Median expression value of BCL2 was used as threshold for defining BCL2-high and BCL2-low groups. Total 28 BCL2-high (BCL2-H) and 28 BCL2-low (BCL2-L) patients were investigated. Patients high BCL2 expression had significantly better BOR (16/28, 57% vs. 6/28, 21%, p=0.028) and longer PFS (5.3 m vs. 2.8 m, p=0.03)/OS (10 m vs. 6 m, p=0.21). See FIGS. 5A, 5B and 5C.
Median expression value of MYC was used as threshold for defining MYC-high and MYC-low groups. Total 28 MYC-high and 28 MYC-low patients were investigated. Patients high MYC expression tended to have better BOR (13/28, 46% vs. 9/28, 32%, p=0.14) and longer PFS (5.4 m vs. 2.9 m, p=0.52)/OS (10 m vs. 7 m, p=0.48). See FIGS. 6A, 6B and 6C.

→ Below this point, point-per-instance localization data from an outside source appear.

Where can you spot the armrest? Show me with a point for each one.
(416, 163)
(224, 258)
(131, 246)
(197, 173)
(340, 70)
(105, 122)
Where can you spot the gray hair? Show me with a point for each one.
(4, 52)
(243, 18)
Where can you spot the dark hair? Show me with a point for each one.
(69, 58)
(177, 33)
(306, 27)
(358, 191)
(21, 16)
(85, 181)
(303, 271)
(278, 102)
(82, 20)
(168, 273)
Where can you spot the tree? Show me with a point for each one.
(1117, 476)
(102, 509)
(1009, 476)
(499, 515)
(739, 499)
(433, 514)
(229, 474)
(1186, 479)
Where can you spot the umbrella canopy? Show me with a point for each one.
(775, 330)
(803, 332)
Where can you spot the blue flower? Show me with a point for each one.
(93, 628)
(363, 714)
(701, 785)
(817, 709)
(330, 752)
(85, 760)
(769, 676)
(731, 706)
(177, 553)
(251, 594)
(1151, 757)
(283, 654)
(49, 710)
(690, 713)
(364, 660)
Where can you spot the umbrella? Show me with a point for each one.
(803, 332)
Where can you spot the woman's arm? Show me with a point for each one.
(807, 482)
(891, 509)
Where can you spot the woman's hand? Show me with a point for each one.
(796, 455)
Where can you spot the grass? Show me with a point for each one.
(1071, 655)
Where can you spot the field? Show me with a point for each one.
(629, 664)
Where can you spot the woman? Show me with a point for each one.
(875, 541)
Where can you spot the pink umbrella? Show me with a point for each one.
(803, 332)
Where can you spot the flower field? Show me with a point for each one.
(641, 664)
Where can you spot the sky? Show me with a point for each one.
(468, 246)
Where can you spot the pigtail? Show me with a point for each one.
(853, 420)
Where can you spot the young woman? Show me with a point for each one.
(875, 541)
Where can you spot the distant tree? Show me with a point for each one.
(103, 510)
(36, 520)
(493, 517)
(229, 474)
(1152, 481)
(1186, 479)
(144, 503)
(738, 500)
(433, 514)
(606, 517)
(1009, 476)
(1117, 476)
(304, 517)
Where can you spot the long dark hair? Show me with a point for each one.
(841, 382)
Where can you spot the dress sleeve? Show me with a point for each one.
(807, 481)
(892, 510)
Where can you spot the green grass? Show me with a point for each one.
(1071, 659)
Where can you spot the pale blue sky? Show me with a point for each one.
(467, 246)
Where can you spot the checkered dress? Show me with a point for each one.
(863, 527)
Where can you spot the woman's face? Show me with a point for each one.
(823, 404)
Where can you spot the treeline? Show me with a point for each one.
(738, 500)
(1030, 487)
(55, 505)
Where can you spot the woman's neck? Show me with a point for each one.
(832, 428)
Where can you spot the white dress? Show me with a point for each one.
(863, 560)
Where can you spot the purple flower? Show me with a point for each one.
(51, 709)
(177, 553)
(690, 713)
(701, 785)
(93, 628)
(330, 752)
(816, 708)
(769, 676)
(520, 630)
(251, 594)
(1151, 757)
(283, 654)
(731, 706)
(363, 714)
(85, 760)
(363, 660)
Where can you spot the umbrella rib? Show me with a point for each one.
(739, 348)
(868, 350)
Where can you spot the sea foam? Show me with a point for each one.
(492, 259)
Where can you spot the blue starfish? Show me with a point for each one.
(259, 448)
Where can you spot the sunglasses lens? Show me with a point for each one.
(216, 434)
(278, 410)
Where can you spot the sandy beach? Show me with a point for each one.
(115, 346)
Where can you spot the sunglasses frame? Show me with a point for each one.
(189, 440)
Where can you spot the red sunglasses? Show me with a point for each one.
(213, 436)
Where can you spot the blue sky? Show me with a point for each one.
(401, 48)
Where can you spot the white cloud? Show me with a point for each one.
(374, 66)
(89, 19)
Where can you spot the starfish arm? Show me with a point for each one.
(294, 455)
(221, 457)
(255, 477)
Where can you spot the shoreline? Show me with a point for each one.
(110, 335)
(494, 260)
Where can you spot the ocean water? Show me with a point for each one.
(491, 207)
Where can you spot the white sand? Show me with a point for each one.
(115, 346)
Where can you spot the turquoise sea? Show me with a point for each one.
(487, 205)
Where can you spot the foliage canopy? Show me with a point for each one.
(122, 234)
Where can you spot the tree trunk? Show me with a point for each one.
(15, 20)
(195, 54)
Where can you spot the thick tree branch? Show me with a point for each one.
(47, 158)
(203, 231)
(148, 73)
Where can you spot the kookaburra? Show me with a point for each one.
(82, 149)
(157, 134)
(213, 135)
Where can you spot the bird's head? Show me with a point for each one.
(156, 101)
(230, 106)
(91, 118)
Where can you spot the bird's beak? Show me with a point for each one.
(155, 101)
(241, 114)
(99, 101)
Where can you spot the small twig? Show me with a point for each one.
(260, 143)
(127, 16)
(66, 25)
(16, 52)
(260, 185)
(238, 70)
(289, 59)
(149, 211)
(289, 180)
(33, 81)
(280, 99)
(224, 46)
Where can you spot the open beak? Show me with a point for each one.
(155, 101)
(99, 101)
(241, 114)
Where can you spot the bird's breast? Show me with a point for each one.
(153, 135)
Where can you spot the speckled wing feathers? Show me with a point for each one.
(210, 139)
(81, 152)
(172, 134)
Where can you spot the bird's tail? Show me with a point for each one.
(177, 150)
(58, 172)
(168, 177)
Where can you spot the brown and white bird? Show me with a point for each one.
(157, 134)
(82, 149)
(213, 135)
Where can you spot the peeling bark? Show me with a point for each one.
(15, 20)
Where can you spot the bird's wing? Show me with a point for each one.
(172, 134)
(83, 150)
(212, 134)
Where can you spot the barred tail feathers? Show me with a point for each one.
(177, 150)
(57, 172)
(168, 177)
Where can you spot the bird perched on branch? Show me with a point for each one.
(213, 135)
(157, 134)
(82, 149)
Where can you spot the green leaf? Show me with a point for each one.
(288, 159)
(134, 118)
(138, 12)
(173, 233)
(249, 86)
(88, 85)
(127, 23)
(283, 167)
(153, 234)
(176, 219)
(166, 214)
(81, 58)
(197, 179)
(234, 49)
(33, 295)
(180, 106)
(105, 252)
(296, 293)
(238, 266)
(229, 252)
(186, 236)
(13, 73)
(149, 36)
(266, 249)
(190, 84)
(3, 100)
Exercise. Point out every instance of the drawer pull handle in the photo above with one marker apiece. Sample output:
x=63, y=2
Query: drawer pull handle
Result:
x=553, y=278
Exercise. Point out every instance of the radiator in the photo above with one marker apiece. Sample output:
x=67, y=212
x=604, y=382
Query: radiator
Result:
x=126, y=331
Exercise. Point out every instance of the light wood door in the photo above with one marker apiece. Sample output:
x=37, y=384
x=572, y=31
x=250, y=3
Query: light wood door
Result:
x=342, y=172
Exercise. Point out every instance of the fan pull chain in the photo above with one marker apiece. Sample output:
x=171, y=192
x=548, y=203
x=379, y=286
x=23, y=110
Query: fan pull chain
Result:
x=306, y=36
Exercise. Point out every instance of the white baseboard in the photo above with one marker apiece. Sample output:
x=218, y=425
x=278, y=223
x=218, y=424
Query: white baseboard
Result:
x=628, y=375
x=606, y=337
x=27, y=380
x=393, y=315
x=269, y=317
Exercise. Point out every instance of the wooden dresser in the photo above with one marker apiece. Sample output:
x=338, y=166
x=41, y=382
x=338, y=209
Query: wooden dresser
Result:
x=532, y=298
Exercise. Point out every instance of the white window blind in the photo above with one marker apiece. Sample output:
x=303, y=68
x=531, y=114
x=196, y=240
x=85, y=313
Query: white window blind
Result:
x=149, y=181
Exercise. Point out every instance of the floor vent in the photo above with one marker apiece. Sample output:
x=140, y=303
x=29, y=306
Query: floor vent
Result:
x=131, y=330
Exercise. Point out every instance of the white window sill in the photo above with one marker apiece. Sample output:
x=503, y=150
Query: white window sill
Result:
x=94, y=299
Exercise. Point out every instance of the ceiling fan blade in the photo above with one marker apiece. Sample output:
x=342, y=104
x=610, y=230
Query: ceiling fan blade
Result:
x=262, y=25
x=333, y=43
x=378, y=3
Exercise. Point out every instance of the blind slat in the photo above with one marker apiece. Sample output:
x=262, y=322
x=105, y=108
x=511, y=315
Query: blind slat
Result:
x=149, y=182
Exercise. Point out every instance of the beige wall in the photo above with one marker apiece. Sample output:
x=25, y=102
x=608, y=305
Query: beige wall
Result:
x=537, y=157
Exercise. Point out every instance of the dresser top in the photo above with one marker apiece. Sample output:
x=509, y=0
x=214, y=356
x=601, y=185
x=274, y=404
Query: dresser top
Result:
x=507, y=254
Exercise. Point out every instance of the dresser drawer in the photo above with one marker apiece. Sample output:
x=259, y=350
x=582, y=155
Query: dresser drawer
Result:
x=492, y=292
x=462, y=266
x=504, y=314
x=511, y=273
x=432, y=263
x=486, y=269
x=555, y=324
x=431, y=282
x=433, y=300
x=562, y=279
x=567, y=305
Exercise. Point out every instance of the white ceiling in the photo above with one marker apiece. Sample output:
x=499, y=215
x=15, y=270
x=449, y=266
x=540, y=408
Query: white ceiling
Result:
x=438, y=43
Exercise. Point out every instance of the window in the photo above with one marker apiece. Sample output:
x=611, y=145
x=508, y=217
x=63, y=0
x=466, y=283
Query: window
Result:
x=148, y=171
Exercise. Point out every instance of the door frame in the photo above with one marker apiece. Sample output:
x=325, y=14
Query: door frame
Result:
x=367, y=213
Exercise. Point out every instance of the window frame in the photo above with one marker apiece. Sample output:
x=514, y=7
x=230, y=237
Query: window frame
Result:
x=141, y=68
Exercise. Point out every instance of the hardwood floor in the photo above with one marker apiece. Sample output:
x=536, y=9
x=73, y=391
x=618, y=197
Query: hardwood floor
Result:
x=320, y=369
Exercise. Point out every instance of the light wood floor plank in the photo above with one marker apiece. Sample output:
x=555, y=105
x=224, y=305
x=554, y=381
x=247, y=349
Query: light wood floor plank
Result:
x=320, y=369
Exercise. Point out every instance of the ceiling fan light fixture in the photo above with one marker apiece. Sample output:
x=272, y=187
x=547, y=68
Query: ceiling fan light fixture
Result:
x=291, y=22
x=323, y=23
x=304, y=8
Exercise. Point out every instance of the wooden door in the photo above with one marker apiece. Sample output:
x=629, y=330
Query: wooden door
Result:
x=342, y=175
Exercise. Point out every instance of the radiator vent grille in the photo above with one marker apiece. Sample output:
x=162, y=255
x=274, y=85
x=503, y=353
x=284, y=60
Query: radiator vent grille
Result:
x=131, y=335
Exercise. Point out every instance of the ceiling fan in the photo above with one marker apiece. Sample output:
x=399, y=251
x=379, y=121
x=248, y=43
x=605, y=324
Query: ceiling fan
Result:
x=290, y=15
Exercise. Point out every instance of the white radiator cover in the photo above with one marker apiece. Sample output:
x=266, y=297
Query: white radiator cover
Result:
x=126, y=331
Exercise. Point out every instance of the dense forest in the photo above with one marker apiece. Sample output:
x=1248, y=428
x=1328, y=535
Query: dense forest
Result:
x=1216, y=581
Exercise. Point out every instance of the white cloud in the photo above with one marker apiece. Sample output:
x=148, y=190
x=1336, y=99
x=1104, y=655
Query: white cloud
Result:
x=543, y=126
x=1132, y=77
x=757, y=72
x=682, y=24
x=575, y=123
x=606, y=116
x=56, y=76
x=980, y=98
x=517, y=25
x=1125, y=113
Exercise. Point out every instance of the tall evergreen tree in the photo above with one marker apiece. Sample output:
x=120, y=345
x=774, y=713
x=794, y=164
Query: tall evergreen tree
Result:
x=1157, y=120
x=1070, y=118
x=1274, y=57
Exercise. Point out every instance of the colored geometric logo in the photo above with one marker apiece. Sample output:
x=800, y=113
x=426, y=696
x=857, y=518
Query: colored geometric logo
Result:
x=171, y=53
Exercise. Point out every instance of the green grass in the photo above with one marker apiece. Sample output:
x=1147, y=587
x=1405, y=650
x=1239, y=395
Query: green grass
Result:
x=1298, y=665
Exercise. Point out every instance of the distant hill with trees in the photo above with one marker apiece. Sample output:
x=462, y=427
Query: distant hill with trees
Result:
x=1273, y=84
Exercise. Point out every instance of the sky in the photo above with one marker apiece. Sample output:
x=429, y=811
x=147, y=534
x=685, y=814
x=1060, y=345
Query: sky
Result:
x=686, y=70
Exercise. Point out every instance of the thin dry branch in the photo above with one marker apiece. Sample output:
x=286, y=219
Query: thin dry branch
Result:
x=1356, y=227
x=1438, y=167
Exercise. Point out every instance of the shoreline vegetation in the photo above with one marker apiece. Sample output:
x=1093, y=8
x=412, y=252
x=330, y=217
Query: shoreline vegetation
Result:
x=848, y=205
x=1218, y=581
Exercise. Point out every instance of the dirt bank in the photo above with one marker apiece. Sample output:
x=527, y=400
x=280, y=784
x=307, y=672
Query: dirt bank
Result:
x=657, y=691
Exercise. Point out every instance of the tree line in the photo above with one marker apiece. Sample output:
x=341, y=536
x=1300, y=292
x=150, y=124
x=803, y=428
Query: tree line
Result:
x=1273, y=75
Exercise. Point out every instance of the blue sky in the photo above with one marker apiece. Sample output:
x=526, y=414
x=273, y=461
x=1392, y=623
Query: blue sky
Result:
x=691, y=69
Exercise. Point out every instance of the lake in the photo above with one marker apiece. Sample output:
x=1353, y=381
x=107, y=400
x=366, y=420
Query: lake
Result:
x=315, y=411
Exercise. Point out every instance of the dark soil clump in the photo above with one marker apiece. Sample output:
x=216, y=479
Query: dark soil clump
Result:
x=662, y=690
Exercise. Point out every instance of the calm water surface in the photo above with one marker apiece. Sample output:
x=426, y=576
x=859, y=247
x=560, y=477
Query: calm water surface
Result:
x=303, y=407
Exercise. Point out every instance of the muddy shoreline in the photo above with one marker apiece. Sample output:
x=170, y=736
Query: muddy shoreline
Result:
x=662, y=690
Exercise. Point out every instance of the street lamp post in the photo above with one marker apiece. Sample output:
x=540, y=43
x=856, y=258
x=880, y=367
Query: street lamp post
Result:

Median expression value of BCL2/MYC were used as threshold for defining double expressor (DE) or non-DE. Patients (18 DE and 38 non-DE) were subjected to the two monotherapies and the two Combination therapies. Patients with MYC and BCL2 double expressor DLBCL tended to have higher ORR (11/18, 61% vs 11/38, 29%; P=0.12) and longer progression-free survival (5.4 months vs 3.6 months; P=0.16) and overall survival (10 months vs 7 months, P=0.32). See FIGS. 7A, 7B, and 7C.
Patients with MYC, BCL2, or BCL2/MYC double expressor DLBCL tended to have higher ORR and longer progression-free and overall survival with higher response rates to in the four Compound 1 treatment studies. Hence, screening of non-GCB DLBCL patients for MYC, BCL2, or BCL2/MYC double expressor expression after treatment is a useful marker in determining patient response to Compound 1 and Compound 1 with an anti-CD20 antibody, and whether treatment with the monotherapy or combination therapy should be continued.
The foregoing examples and description of certain embodiments should be taken as illustrating, rather than as limiting the present invention as defined by the claims. As will be readily appreciated, numerous variations and combinations of the features set forth above can be utilized without departing from the present invention as set forth in the claims. All such variations are intended to be included within the scope of the present invention. All references cited are incorporated herein by reference in their entireties.